La pêche commerciale et la route Loggiecroft dans le parc national Kouchibouguac

  • En raison des problèmes persistants occasionnés par les visiteurs qui nourrissent les animaux sauvages dans le secteur du quai de Loggiecroft et des risques pour la sécurité des humains et des animaux, Parcs Canada, en collaboration avec l’autorité portuaire de Loggiecroft, a fermé temporairement l’accès public au chemin Loggiecroft dans le parc national Kouchibouguac.
  • La route est fermée du 10 janvier au 31 mars. Pendant cette période, les pêcheurs commerciaux locaux et les autorités portuaires continuent à avoir accès au secteur du quai de Loggiecroft. Parcs Canada surveille la situation de près et la fermeture sera réévaluée au besoin.
  • Le nouveau plan directeur réaffirme le désir du parc de maintenir la présence des quais dans le parc (tel que recommandé dans le Rapport La Forest – Roy) et indique la poursuite du soutien et du maintien des quais de Loggiecroft et de Cap Saint-Louis comme bases communautaires pour des activités de pêche commerciale désignées.
  • Le parc national Kouchibouguac travaille étroitement avec les autorités portuaires de Loggiecroft et de Cap Saint-Louis. Les autorités portuaires détiennent des permis d’exploitation avec Parcs Canada pour opérer les quais de pêches commerciales dans le parc. Ces ententes sont renouvelées tous les cinq ans.

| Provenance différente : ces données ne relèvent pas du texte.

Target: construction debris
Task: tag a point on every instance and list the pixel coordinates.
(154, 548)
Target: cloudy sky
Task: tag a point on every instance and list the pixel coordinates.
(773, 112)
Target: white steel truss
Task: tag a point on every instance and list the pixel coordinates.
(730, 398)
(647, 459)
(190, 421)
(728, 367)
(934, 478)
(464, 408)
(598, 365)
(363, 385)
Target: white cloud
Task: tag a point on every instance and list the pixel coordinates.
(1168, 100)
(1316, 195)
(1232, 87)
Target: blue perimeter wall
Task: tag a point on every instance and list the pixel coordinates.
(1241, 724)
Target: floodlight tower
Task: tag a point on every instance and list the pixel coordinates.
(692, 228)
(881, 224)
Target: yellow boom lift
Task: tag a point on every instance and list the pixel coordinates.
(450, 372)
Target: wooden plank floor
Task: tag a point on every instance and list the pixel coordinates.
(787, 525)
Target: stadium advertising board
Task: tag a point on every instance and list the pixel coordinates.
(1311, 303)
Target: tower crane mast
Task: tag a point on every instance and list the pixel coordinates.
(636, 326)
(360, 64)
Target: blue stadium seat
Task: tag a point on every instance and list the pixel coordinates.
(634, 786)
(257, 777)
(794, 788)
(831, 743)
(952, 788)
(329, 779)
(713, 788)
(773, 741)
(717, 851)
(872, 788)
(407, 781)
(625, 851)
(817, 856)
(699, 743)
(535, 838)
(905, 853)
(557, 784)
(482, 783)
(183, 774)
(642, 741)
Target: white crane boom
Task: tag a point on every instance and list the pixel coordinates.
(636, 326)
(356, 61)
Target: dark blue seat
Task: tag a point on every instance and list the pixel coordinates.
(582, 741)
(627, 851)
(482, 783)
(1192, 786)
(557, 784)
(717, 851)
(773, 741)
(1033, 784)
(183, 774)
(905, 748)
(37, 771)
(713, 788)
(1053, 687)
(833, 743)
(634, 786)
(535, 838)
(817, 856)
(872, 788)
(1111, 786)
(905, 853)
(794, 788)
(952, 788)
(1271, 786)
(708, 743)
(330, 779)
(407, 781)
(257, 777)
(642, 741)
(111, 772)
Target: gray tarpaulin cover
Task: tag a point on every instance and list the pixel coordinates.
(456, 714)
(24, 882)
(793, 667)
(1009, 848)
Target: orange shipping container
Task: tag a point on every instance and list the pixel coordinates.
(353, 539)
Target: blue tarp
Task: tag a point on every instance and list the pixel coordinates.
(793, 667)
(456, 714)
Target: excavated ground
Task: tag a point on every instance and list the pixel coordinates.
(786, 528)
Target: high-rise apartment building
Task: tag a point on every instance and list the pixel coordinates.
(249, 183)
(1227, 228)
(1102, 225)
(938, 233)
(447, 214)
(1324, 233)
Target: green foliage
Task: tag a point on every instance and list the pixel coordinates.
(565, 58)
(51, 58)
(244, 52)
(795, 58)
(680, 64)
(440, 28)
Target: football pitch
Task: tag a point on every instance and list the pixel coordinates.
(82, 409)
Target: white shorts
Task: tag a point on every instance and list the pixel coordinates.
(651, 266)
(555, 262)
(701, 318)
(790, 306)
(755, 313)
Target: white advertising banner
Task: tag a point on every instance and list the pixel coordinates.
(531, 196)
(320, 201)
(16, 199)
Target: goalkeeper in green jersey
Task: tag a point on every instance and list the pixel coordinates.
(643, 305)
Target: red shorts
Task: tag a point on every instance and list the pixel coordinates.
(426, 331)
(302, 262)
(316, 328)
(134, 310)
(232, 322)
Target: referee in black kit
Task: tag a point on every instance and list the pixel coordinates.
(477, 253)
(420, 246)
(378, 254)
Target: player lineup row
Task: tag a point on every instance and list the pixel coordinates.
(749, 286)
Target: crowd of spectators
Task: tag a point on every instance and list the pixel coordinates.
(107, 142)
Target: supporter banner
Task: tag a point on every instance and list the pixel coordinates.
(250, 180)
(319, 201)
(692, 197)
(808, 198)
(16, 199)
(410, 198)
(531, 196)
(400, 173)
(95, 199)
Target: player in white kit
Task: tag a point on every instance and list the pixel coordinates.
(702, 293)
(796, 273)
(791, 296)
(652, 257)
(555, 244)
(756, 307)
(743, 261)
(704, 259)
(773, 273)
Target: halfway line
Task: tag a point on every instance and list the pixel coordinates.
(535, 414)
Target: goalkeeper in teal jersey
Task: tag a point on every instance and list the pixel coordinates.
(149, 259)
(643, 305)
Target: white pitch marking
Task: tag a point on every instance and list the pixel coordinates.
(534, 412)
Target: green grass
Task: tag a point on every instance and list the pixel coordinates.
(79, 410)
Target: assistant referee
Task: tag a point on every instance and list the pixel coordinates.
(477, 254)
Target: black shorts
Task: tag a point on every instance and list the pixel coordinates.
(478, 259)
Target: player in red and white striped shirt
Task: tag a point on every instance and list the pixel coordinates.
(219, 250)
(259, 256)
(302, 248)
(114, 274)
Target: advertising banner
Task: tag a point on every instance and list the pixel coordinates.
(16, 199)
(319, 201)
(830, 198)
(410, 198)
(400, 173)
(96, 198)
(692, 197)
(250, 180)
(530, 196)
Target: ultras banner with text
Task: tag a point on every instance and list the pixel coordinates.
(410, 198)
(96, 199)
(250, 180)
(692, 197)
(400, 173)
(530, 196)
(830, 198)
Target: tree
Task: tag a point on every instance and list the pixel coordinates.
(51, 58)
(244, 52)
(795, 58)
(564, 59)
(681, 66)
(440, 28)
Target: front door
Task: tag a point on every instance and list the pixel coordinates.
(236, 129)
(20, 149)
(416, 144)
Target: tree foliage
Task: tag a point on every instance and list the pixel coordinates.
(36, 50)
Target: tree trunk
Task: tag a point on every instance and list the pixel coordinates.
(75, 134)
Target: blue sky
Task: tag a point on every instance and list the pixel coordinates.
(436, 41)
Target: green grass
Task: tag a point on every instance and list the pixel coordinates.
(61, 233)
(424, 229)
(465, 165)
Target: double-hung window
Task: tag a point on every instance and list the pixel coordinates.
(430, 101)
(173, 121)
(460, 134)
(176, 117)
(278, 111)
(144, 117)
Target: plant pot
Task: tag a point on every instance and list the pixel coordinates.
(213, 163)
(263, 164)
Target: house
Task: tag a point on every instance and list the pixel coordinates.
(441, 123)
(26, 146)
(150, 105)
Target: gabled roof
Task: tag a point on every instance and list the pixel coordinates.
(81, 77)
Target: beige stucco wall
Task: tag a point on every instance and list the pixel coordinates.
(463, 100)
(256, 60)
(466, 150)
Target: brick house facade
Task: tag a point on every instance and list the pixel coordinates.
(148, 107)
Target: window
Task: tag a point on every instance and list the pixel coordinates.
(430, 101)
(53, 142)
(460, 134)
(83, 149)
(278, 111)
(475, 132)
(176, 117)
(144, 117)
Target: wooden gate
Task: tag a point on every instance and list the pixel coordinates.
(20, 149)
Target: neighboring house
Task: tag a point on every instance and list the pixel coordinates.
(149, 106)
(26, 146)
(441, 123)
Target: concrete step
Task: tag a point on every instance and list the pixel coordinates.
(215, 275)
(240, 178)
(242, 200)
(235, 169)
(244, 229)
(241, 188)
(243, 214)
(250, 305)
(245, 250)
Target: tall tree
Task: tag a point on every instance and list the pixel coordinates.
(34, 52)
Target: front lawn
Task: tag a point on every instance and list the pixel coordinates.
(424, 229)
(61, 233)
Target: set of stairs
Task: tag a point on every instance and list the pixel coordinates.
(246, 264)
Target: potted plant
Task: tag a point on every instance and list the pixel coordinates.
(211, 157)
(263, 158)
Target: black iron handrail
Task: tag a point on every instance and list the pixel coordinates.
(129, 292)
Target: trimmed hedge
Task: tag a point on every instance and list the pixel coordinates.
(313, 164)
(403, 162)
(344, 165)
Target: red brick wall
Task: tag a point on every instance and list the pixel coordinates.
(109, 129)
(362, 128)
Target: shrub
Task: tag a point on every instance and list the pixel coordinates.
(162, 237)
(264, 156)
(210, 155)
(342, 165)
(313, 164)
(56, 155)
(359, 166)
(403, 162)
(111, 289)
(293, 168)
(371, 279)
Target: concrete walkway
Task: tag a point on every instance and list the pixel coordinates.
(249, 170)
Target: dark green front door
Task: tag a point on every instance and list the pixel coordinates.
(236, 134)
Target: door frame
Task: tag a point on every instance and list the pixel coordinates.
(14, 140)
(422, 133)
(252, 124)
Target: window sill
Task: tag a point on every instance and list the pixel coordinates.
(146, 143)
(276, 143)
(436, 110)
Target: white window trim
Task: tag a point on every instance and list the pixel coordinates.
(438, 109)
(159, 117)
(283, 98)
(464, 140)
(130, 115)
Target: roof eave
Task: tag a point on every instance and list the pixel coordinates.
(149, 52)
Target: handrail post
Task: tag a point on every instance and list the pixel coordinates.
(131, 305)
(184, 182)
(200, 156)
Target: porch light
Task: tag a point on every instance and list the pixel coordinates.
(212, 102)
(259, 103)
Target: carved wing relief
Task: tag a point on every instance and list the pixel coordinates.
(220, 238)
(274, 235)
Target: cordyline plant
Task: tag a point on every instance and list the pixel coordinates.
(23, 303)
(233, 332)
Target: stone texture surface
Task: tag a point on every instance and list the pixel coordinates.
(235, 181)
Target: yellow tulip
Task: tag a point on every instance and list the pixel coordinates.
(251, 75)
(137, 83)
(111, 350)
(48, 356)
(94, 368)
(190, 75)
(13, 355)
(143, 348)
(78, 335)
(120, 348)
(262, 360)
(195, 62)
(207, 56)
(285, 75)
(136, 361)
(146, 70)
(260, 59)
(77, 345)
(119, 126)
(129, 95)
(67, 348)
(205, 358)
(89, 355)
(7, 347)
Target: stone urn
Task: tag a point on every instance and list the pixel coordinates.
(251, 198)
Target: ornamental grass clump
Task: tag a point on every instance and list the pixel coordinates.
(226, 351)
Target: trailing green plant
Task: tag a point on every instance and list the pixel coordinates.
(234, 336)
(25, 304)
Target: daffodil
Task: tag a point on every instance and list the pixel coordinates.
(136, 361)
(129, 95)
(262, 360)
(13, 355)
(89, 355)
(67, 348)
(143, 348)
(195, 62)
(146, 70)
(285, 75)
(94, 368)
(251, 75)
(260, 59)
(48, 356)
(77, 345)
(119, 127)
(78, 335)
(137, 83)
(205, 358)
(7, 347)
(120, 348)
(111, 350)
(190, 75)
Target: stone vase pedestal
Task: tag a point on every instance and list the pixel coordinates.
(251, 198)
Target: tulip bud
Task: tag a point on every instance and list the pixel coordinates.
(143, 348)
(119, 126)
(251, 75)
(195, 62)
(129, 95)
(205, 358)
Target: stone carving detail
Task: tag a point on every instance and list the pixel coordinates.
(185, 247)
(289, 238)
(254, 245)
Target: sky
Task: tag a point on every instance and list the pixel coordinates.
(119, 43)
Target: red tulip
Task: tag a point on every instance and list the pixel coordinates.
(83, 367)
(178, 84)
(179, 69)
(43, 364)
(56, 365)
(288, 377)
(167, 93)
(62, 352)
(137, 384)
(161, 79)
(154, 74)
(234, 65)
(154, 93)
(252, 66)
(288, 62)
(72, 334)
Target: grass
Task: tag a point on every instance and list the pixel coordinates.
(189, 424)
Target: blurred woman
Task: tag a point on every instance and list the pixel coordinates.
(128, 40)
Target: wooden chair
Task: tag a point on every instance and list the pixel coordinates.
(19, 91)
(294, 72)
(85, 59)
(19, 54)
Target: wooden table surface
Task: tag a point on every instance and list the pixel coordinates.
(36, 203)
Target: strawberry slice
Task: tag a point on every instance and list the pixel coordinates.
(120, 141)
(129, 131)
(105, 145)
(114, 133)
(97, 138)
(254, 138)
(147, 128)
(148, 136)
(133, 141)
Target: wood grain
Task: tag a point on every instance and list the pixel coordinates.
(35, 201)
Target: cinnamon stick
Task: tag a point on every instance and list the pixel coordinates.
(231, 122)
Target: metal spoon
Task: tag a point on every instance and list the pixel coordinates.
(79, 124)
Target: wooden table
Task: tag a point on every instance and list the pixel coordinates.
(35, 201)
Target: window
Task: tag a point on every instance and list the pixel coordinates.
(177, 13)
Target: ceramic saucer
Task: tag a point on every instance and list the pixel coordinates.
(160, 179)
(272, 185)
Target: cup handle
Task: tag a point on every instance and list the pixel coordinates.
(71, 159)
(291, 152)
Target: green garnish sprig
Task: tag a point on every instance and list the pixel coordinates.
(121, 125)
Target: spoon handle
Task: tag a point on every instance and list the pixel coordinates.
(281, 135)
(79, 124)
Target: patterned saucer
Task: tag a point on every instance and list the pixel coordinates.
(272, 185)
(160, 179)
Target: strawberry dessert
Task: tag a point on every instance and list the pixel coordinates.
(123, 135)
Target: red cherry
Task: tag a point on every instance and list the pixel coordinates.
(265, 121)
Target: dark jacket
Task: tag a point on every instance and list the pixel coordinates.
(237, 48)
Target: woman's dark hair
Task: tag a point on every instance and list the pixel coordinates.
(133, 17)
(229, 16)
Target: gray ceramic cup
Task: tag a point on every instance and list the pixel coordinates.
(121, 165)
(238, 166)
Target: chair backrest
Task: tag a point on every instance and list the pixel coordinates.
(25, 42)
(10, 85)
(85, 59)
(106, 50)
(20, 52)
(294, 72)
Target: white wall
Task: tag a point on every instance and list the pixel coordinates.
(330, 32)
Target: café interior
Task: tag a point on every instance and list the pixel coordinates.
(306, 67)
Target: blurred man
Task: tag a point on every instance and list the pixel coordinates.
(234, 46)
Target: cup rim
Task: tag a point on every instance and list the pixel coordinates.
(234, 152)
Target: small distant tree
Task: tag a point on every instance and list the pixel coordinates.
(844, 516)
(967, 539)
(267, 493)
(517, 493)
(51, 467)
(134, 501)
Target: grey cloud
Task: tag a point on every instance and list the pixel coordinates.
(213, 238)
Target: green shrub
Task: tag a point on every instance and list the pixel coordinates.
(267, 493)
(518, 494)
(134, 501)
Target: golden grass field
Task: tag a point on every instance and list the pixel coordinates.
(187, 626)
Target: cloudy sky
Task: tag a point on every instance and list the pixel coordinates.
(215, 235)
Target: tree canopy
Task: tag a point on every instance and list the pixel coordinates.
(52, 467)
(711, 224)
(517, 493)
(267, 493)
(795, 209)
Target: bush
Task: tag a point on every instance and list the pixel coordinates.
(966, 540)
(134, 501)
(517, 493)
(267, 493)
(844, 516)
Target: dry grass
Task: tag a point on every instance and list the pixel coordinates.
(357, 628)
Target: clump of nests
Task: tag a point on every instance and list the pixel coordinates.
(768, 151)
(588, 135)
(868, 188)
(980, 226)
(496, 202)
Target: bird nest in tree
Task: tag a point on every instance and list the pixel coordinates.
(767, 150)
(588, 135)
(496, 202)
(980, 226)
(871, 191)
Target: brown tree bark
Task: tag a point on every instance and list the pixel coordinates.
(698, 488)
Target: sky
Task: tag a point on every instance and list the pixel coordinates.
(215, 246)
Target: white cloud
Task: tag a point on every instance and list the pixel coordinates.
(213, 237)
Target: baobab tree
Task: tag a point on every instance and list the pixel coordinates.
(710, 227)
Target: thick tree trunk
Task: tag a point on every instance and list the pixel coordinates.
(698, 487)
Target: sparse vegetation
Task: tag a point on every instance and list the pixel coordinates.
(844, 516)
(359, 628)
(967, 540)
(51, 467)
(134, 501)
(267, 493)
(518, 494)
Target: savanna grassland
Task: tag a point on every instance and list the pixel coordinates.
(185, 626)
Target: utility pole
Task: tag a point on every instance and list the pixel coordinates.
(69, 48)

Impacts économiques du parc national Kouchibouguac

  • Le parc national Kouchibouguac est ouvert à l’année et emploie quelque 90 personnes, auxquelles s’ajoutent environ 35 étudiants en saison estivale. Indirectement, le parc génère 22 emplois à temps plein additionnels. Le parc est indéniablement un moteur économique important pour le comté de Kent, au Nouveau-Brunswick.
  • En 2017, les opérations, les visiteurs et les projets d’infrastructure ont généré des dépenses directes et indirectes estimées à plus de 26,3 millions de dollars pour la région du comté de Kent, et à 44,4 millions de dollars pour l’ensemble de la province. Ces dépenses ont aussi eu un impact considérable sur le produit intérieur brut annuel, soit 12,2 millions de dollars pour le comté de Kent et 19,2 millions de dollars pour la province.
  • Au total, 226 400 visiteurs ont fréquenté le parc durant la saison 2019 (la dernière saison pré-Covid-19), ce qui représente une hausse 33 % depuis 2016.